There also seems to be this mentality of “if I can’t give it 100% it’s not worth it”. While it is important to work hard during your workouts, you don’t HAVE to every time. Goals are great, and you have to put in a certain amount of work to build strength or lose fat, or run faster – whatever your goal is. Of course, you have to put in the work; however, if you’re just an everyday person who simply wants to be healthy – have decent mobility, feel energized, and just feel confident most days, it doesn’t have to be that severe. It is more important to stay consistent (do your three workouts each week) than to give 1000% every time. Getting in 10 minutes at 50% will do more for you than getting in 0 minutes at 0%. Over time, you will be able to push yourself more. You will build up confidence in your ability to push harder. Again, I am not saying you can just do 10% effort all the time and see results, but 10% effort 70% of the time will still keep your more mobile and fit than 0% effort for three weeks.

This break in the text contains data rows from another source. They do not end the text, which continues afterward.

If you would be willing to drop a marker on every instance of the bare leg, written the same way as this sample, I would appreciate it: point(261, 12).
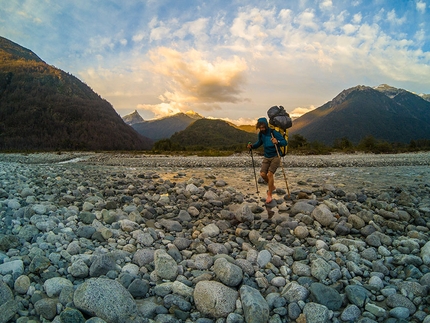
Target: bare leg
point(264, 176)
point(271, 184)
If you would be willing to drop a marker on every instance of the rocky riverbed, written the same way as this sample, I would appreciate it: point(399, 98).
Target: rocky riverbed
point(88, 237)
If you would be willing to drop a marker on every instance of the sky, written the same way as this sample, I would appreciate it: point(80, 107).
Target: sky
point(227, 59)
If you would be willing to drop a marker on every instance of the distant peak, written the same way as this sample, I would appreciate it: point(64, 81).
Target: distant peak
point(388, 90)
point(193, 114)
point(341, 97)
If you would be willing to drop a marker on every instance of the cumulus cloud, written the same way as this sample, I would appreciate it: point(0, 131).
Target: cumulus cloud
point(298, 112)
point(421, 6)
point(194, 82)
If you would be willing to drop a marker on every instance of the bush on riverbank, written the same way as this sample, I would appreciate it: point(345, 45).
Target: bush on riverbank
point(299, 145)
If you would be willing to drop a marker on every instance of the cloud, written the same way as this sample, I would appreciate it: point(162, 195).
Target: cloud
point(393, 19)
point(194, 82)
point(298, 112)
point(421, 7)
point(326, 4)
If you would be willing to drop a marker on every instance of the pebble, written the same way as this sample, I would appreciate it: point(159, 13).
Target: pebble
point(113, 238)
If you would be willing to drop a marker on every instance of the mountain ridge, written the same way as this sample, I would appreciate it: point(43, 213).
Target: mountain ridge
point(45, 108)
point(386, 113)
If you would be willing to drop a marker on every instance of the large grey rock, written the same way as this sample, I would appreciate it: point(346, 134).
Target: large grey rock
point(165, 266)
point(323, 215)
point(53, 286)
point(8, 305)
point(244, 214)
point(294, 292)
point(320, 269)
point(255, 307)
point(302, 207)
point(102, 264)
point(326, 295)
point(214, 299)
point(316, 313)
point(425, 253)
point(105, 298)
point(228, 273)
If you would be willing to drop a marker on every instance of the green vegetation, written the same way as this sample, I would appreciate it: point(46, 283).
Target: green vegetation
point(45, 109)
point(297, 145)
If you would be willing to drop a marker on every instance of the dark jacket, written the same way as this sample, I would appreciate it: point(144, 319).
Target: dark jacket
point(265, 139)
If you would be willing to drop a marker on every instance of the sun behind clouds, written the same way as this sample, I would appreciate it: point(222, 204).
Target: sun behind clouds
point(194, 82)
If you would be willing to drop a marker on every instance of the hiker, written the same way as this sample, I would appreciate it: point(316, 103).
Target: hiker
point(272, 159)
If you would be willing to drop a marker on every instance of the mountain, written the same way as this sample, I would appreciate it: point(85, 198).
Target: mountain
point(45, 108)
point(384, 112)
point(212, 133)
point(247, 128)
point(132, 118)
point(425, 97)
point(165, 127)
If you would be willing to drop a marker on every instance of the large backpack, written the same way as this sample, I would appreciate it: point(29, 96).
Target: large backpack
point(280, 121)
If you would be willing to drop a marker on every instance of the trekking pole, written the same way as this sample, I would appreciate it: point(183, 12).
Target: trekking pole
point(282, 167)
point(255, 174)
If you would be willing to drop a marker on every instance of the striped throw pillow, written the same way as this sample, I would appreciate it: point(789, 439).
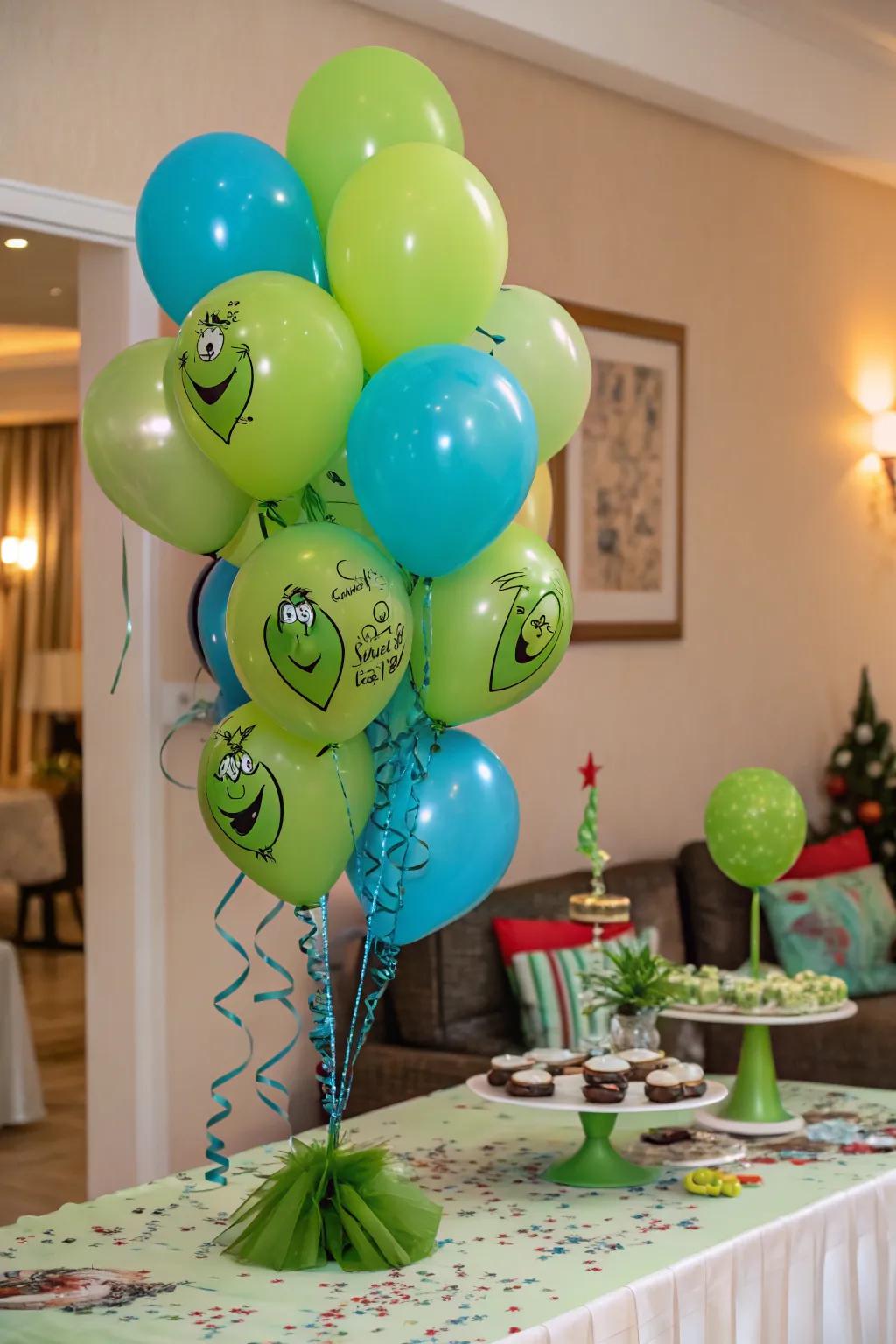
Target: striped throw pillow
point(549, 990)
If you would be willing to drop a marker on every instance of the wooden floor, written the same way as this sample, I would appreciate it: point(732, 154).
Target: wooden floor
point(43, 1166)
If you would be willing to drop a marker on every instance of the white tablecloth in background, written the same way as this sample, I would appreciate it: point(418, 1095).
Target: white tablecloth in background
point(32, 844)
point(823, 1276)
point(20, 1097)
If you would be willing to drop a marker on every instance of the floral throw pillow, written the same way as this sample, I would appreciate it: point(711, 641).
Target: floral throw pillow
point(843, 925)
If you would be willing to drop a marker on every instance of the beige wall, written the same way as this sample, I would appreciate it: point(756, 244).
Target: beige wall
point(783, 275)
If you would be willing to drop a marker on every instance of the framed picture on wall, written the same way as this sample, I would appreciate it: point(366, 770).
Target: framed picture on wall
point(618, 519)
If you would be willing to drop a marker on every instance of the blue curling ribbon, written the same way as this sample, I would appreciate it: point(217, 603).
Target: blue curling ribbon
point(125, 593)
point(215, 1151)
point(285, 996)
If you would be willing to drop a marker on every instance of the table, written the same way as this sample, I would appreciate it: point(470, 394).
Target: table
point(808, 1260)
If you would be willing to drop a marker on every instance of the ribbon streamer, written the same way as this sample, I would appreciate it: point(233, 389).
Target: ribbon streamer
point(125, 593)
point(285, 996)
point(215, 1151)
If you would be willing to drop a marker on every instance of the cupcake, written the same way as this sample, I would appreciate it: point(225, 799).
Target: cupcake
point(690, 1078)
point(555, 1060)
point(642, 1062)
point(664, 1086)
point(506, 1065)
point(531, 1082)
point(606, 1068)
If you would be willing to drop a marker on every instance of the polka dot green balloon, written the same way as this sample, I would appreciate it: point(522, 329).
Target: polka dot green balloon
point(755, 824)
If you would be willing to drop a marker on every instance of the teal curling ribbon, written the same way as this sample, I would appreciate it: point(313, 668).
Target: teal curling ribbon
point(285, 996)
point(125, 593)
point(199, 711)
point(215, 1151)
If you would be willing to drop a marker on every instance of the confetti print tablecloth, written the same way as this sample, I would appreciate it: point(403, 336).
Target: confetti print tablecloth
point(806, 1258)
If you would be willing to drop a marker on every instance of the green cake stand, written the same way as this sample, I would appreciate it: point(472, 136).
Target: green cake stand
point(597, 1164)
point(754, 1106)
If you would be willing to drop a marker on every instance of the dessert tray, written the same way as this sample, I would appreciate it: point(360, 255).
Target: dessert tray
point(597, 1163)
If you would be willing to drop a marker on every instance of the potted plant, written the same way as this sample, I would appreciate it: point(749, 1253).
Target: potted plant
point(634, 984)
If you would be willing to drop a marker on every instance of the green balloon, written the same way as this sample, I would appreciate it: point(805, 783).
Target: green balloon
point(144, 460)
point(497, 629)
point(416, 248)
point(537, 340)
point(755, 824)
point(318, 626)
point(265, 373)
point(276, 805)
point(359, 102)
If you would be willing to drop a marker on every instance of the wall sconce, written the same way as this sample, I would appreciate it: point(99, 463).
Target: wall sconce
point(18, 556)
point(883, 437)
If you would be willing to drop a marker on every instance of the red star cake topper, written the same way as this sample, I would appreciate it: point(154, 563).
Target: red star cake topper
point(589, 772)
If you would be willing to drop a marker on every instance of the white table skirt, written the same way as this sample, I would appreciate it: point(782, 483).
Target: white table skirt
point(823, 1276)
point(20, 1096)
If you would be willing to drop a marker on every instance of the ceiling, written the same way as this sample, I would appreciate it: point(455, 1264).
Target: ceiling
point(29, 275)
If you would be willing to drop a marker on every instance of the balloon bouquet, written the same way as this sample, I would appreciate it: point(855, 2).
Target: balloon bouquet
point(352, 430)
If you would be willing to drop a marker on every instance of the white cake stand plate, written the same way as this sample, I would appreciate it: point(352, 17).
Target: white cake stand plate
point(754, 1108)
point(597, 1164)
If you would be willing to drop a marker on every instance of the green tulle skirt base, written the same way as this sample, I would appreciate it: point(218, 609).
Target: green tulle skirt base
point(331, 1201)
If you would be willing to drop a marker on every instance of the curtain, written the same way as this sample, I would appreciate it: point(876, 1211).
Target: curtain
point(39, 609)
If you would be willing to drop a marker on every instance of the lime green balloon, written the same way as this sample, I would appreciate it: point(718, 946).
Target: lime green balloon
point(537, 340)
point(262, 521)
point(144, 460)
point(276, 805)
point(755, 824)
point(497, 628)
point(318, 626)
point(416, 248)
point(359, 102)
point(265, 373)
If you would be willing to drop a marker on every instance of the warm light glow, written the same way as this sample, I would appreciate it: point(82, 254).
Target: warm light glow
point(27, 553)
point(876, 388)
point(883, 434)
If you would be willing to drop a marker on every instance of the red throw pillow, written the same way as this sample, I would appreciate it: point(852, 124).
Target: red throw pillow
point(838, 854)
point(549, 934)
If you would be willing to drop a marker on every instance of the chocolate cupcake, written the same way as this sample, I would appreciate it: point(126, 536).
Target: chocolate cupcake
point(606, 1095)
point(531, 1082)
point(606, 1068)
point(690, 1078)
point(506, 1065)
point(664, 1086)
point(555, 1060)
point(642, 1062)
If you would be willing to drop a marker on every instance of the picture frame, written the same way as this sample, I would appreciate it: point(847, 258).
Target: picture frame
point(618, 486)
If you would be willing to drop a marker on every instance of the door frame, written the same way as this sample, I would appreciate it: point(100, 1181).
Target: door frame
point(127, 1058)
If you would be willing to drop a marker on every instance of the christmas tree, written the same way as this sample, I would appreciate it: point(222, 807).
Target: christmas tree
point(860, 781)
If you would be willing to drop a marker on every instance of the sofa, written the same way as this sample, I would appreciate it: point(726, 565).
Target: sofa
point(451, 1007)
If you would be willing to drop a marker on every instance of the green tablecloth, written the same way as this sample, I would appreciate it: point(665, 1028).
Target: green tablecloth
point(514, 1250)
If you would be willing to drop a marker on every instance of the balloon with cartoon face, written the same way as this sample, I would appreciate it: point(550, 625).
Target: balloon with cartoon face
point(496, 629)
point(318, 626)
point(265, 373)
point(277, 807)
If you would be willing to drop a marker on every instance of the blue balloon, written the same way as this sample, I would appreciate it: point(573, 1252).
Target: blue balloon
point(211, 612)
point(220, 206)
point(442, 448)
point(466, 831)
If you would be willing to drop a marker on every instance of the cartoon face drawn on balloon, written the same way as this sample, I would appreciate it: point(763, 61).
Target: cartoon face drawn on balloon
point(529, 632)
point(243, 796)
point(305, 646)
point(218, 373)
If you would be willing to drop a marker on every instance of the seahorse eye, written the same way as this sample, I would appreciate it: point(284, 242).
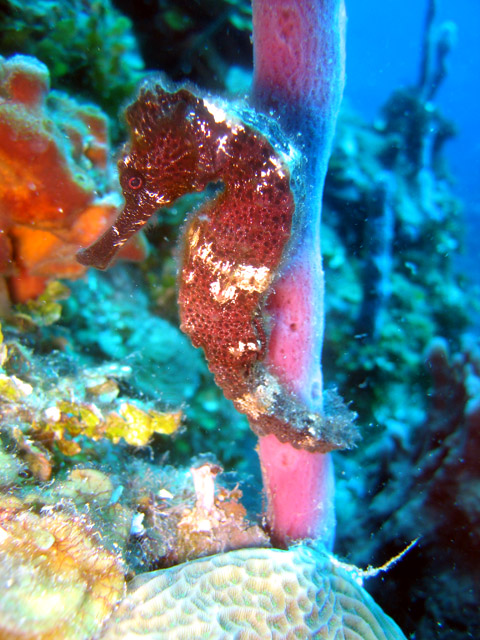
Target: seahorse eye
point(135, 182)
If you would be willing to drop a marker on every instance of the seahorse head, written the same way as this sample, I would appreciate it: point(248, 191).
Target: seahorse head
point(171, 152)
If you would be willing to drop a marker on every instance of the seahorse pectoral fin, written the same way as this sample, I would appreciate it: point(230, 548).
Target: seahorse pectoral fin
point(102, 252)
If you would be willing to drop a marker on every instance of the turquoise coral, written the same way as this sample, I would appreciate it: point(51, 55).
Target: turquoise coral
point(252, 594)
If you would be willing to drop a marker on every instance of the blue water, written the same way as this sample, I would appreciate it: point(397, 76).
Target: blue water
point(383, 53)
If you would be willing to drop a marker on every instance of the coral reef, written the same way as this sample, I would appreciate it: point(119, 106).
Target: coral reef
point(87, 45)
point(256, 593)
point(207, 42)
point(57, 579)
point(56, 185)
point(93, 383)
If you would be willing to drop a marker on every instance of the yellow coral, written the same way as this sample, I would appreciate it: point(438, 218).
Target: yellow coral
point(136, 426)
point(56, 579)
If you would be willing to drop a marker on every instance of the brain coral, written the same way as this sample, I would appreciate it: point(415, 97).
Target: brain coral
point(252, 594)
point(56, 580)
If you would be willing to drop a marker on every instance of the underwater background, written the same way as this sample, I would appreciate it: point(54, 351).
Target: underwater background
point(105, 406)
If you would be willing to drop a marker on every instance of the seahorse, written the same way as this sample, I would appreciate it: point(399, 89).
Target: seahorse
point(232, 248)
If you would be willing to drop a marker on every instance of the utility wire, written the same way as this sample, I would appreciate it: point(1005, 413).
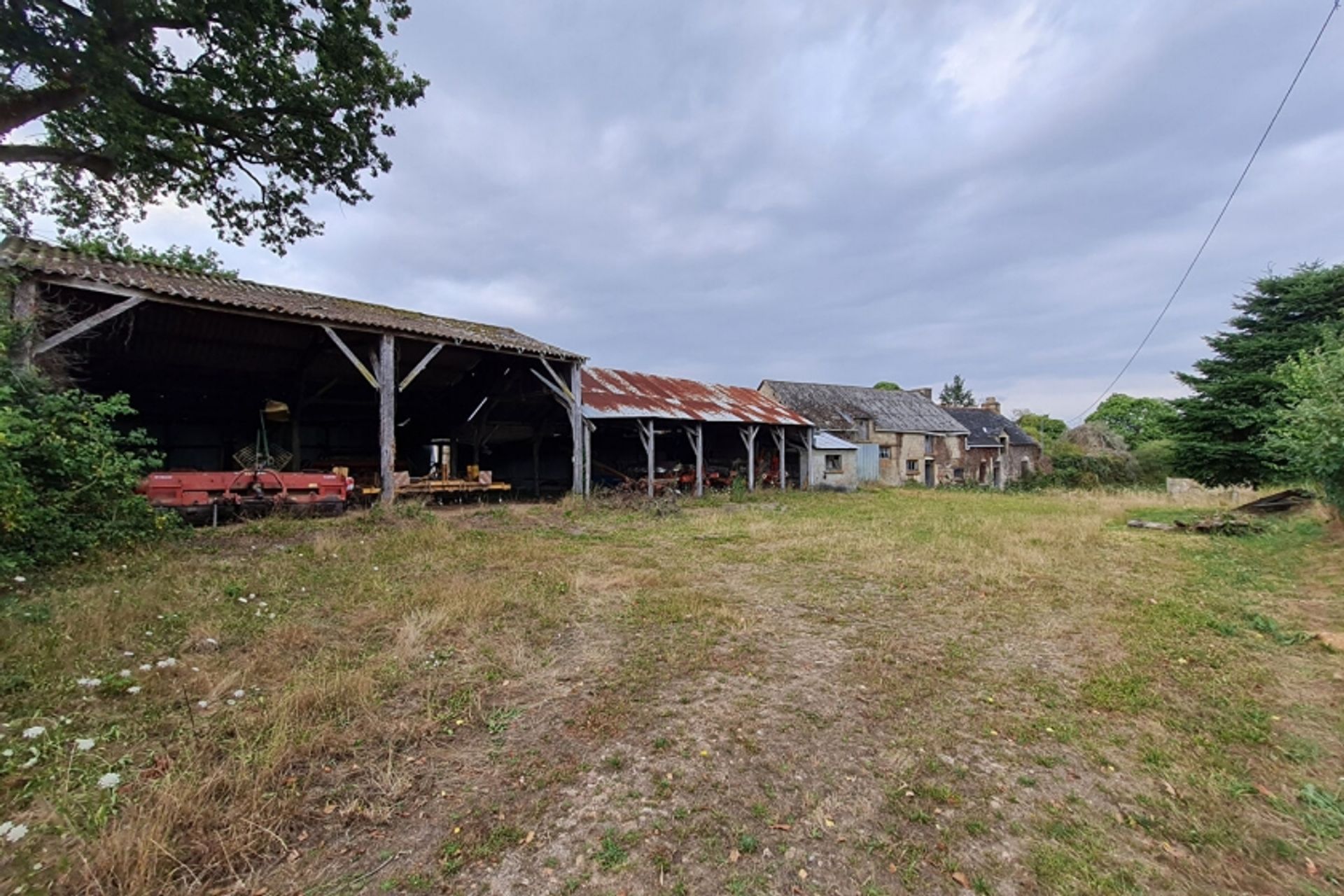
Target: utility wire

In sum, finding the gray in your health is difficult. Take baby steps. Manage your expectations. Identify when you have black and white thinking. Maybe you can’t get in an hour at the gym today, but that doesn’t mean you need to eat a pint of ice cream because you feel bad about it. If you really want to get in a workout, set a timer for 10 minutes and do 30 seconds of squats followed by 30 seconds of rest. You could even do that for five minutes! Or hold a 1:00 plank. It may sound small and silly, but it will also help you break through your black and white thinking. Remember that just because you eat a piece of pizza, doesn’t mean you need to eat a whole cake too. It does not have to be all or nothing. Keep reminding yourself that the overarching goal is LIFESTYLE not a quick fix. Keep reminding yourself that you can eat a piece of pizza without gaining 10lbs (seriously, you won’t gain weight from one slice of pizza). Remind yourself that consistency counts. Remind yourself that nothing else in life is black and white, so food and fitness don’t have to be either. Remind yourself that when you are tired you should REST! Remind yourself that you are worth taking care of. Make a conscious effort to listen to what your body is saying to you. Ask yourself if what you are doing is sustainable.